Overall my opinion is this and some may agree:
First:
T5 tanks and MH (lets say Radium tanks because those are my favorite bulbs and MH tanks). Will look different. The corals tend to have an overall different look, but personally it still looks amazing, on both.
Second:
I think the reason people say you need to dose xyz and do this and that is with t5 tanks, is that most of the top t5 tanks that I have seen on here tend to do that, but I think the real reason is MH is still a bit more forgiving for lack of a better term. Meaning with t5 I think you might need to make sure you run a good fixture with good bulbs, the right combination and have good water quality, and proper coral placement, your you might bleach them etc. While with MH it just seems to be more forgiving and your corals will still look very colorful etc. I am not saying its easy to keep a MH tank by anny means either.

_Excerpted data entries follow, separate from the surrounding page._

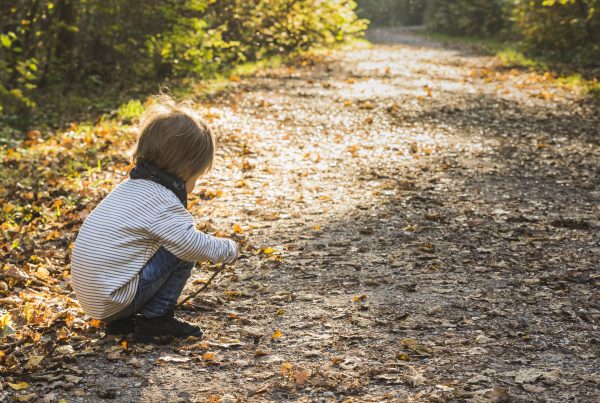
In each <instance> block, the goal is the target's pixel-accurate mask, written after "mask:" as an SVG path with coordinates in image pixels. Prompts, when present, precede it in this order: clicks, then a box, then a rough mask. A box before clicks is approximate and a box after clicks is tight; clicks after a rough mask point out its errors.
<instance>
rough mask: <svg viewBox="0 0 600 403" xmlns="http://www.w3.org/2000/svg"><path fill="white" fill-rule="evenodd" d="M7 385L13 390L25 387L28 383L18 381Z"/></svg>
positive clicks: (23, 388)
mask: <svg viewBox="0 0 600 403" xmlns="http://www.w3.org/2000/svg"><path fill="white" fill-rule="evenodd" d="M8 386H10V387H11V388H12V389H14V390H23V389H27V388H28V387H29V384H28V383H27V382H24V381H23V382H19V383H10V382H9V383H8Z"/></svg>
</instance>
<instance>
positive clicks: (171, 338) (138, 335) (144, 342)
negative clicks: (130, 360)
mask: <svg viewBox="0 0 600 403" xmlns="http://www.w3.org/2000/svg"><path fill="white" fill-rule="evenodd" d="M203 335H204V333H202V332H201V333H198V334H190V335H187V336H185V337H176V336H171V335H168V336H144V335H136V334H134V335H133V342H136V343H145V344H149V343H151V344H169V343H171V342H172V341H174V340H185V339H187V338H188V337H190V336H193V337H197V338H198V339H201V338H202V336H203Z"/></svg>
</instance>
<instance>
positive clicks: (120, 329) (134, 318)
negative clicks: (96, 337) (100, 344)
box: [104, 315, 136, 336]
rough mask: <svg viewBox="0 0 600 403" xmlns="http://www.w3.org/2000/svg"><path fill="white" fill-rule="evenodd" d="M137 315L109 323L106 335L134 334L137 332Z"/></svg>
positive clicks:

I think in the end whatever you decide the realy key is to keep the tank stable. Use quality equipment and keep up with your husbrandry and if you look around here there are so many great tanks that implore so many different strategies.
One other piece of advice in the 20G Long is be carefull with overstocking it with sps. In the end that became brutal for me, the coral warfare was crazy, working in the tank was annoying as I constantly broke sps, knocked them over, and I really couldnt clean the glass in most areas to even take decent pics.
Good luck, and I would be happy to answer any other questions if I can.